The state’s total receipts till August 2025 stood at Rs.96,654.25 crore, accounting for 33.93 per cent of the budgeted Rs.2,84,837.29 crore for the fiscal year. A major share of these receipts came from borrowings, with loans contributing Rs.33,415.15 crore, or 61.87 per cent of the BE of Rs.54,009.74 crore. This high reliance on borrowings has underlined the government’s growing dependence on debt to manage its finances.

Revenue receipts amounted to Rs.63,219.46 crore, which is just 27.52 per cent of the budgeted Rs.2,29,720.62 crore. Capital receipts, meanwhile, stood at Rs.33,434.79 crore, making up 60.66 per cent of the budgeted Rs.55,116.67 crore.

Among tax revenues, Goods and Services Tax (GST) collections totaled Rs.21,144.53 crore, or 35.42 per cent of the BE of Rs.59,704.59 crore. Sales tax fetched Rs.14,079.61 crore (37.58 per cent of BE of Rs.37,463.90 crore), while stamps and registrations brought in Rs.6,218.27 crore (32.58 per cent of BE of Rs.19,087.26 crore).
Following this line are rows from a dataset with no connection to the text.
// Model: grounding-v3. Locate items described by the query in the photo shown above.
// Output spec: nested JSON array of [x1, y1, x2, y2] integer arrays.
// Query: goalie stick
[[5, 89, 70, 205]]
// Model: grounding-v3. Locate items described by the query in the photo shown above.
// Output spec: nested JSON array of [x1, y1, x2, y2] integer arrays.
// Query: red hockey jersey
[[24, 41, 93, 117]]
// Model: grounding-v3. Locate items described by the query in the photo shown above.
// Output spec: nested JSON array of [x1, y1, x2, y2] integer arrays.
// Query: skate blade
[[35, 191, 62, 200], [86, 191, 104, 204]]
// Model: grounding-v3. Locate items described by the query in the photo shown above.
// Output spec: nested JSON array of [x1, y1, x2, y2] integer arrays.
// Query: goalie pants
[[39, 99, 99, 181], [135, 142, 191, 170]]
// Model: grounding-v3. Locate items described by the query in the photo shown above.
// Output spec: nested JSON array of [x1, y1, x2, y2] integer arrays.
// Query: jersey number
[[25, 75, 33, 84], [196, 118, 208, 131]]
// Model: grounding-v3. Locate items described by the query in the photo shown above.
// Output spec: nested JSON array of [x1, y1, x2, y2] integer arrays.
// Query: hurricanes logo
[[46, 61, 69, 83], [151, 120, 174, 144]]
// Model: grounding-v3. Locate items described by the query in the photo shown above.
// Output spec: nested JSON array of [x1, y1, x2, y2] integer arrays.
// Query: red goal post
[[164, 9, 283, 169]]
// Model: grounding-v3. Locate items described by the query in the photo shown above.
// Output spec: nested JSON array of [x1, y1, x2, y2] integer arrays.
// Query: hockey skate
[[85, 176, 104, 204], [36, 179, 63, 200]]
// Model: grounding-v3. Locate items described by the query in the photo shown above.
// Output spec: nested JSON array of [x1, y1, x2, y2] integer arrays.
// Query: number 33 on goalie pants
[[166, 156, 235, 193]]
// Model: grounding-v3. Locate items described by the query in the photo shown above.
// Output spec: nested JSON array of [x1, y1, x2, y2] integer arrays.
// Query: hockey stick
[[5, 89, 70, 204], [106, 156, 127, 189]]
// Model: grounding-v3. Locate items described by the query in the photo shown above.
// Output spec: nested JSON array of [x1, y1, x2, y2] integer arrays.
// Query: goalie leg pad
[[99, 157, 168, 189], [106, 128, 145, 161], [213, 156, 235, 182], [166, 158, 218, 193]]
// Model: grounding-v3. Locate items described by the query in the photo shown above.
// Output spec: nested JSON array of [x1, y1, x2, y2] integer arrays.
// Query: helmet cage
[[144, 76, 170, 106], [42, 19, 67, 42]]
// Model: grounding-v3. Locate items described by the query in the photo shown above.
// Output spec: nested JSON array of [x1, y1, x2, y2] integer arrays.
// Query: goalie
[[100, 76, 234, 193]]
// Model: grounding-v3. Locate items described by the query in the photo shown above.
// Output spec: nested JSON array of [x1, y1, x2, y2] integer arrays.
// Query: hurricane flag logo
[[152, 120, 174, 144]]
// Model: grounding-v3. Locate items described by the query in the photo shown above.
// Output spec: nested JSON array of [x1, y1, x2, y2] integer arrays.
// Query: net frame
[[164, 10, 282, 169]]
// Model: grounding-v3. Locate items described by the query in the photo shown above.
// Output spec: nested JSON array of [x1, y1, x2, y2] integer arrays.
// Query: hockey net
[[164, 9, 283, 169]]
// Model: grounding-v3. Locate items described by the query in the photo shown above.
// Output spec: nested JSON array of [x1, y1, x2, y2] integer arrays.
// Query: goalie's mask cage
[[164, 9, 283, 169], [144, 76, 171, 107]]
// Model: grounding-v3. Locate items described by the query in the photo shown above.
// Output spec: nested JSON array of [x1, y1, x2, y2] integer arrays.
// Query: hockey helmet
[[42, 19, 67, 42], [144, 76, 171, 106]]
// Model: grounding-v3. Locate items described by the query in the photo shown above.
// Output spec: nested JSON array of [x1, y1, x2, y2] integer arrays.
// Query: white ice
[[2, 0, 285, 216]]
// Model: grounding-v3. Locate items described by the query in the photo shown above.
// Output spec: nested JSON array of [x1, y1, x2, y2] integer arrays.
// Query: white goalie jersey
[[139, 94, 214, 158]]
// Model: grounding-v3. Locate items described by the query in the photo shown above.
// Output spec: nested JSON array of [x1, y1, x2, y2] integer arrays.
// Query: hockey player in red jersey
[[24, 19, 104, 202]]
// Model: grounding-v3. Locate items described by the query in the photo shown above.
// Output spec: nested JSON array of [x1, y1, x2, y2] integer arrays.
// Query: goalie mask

State excise duties contributed Rs.7,758.85 crore (28.09 per cent of BE of Rs.27,623.36 crore), and the state’s share of Union taxes was Rs.7,413.12 crore (40.32 per cent of BE ofRs.18,384.19 crore).

Non-tax revenues were alarmingly low at just Rs.1,578.44 crore, representing only 4.99 per cent of the budgeted Rs.31,618.77 crore. Similarly, the Centre’s grant-in-aid stood at a meager Rs.1,673.43 crore, which is only 7.35 per cent of the estimated Rs.22,782.50 crore.

On the expenditure side, revenue expenditure reached Rs.74,271.41 crore (32.72 per cent of BE of Rs.2,26,982.29 crore). Key components included Rs.20,141.33 crore on salaries (45.28 per cent of BE), Rs.11,447.35 crore on interest payments (59.10 per cent ), Rs.7,701.78 crore on pensions (58.75 per cent ), and Rs.7,492.15 crore on subsidies (45.84 per cent ).

Capital expenditure was reported at Rs.14,339.54 crore, amounting to 39.28 per cent of the BE of Rs.36,504.45 crore. The overall expenditure (revenue and capital) stood at Rs.88,610.95 crore, representing 33.63 per cent of the total budgeted expenditure of `2,63,486.74 crore.

The figures highlight the state’s challenge of balancing development spending with fiscal discipline, as the government’s growing reliance on borrowings risks increasing debt burden in the coming years.